The answer to this question is for the most part, the PS2 existed. I don’t think it mattered what games came to other consoles, how they looked, how revolutionary they were, or what the price of the other systems were.

The world was hyped beyond belief for the PS2.

It was the first console I waited in line for. The PlayStation had truly changed gaming and the PS2 was all but guaranteed to do the same. The hype for it was so high that it killed the amazing Dreamcast before it even had a chance to fail on its own. Even second place for the GameCube was not guaranteed as Microsoft came out with its “edgy” XBox console so there weren’t even enough scraps to go around for three competitors.

Oh, and Nintendo launched with a Luigi game instead of a Mario game.
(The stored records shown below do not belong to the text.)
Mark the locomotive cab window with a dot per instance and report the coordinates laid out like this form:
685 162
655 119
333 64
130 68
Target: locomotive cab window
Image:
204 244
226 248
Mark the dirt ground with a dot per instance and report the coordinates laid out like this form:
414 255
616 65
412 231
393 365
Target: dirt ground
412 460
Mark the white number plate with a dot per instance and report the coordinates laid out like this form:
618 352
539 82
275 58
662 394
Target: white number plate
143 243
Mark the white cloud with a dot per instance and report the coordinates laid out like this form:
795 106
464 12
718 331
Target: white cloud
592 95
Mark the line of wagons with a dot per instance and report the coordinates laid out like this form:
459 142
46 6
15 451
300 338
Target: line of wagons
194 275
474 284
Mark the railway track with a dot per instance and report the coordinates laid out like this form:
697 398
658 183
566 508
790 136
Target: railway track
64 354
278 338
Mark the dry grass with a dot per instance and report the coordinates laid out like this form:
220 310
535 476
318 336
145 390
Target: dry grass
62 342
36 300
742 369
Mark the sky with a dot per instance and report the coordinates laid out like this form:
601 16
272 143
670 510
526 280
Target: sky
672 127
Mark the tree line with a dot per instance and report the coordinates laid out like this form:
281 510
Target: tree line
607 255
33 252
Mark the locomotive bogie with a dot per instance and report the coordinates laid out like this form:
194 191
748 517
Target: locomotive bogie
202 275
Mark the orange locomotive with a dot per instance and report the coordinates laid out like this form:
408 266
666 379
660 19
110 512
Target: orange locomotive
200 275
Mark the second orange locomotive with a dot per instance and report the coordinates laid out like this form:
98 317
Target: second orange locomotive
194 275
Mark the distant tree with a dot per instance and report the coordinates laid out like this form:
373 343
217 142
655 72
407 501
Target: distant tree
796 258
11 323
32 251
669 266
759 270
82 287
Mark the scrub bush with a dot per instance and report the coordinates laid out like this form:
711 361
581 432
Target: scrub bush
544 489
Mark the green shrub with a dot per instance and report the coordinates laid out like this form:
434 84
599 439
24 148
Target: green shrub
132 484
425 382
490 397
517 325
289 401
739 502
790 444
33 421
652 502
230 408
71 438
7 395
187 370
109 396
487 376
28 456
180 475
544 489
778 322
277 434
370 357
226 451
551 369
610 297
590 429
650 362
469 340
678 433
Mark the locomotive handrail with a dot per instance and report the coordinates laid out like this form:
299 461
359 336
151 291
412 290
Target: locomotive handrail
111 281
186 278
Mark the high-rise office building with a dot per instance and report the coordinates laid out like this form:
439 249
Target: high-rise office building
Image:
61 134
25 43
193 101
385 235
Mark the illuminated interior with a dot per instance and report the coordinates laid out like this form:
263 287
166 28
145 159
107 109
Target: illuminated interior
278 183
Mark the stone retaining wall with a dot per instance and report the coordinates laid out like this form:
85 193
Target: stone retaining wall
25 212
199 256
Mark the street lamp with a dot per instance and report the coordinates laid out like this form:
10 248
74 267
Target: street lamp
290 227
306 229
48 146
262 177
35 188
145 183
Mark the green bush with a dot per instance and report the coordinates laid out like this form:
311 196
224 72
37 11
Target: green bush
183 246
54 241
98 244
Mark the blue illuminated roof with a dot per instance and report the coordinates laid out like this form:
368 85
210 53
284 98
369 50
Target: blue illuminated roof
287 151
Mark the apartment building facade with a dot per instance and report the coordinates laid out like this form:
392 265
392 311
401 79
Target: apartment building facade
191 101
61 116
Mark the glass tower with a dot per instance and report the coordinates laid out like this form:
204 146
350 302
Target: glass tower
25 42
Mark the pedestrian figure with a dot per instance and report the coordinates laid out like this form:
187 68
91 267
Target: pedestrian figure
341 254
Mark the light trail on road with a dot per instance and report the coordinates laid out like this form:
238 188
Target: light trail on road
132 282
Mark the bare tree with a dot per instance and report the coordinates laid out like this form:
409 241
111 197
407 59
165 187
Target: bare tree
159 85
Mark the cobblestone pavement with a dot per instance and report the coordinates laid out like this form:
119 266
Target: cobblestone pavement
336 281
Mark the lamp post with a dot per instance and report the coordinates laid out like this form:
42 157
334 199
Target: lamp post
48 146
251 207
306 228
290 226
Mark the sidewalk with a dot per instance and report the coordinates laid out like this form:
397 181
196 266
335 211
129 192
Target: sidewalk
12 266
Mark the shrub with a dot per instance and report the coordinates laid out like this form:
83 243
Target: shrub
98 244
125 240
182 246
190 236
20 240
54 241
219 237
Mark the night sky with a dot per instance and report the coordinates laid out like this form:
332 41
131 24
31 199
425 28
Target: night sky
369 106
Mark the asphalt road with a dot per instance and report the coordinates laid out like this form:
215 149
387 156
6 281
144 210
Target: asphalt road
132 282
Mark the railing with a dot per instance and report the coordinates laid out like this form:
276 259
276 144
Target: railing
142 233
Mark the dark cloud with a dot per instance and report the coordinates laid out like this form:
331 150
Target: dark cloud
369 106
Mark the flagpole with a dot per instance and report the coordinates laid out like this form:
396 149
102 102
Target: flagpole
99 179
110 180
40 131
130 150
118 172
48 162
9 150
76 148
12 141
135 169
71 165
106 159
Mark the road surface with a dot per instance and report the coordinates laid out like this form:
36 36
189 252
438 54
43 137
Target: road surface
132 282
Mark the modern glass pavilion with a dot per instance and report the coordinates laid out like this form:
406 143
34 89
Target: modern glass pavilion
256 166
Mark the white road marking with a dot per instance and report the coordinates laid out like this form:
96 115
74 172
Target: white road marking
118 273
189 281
I don’t think it would have changed Nintendo’s fortunes much, but having a mind blowing 3D Mario “may” have gotten a few more casual eyes looking Nintendo’s way.

Hey, I’m a Nintendo fan, but after the N64 and the complete lack of compelling software for the system (I worked at a video store and saw all of the games that released for it) even I wasn’t that hyped on the purple cube. In fact, it wasn’t until Metroid Prime released that I actually came back to Nintendo.

So in short, Sony was on fire, Dreamcast’s fire wasn’t enough, Microsoft was quickly stealing fuel, and Nintendo’s magic had all been but extinguished in the public’s eyes.

On the other hand, the GBA was the successor to one of the best selling devices of all time, had a great library, oh, and it had a little phenomenon called Pókemon running in it as well. It was also geared towards younger audiences, an audience that Nintendo has never lost, even during their darkest hours.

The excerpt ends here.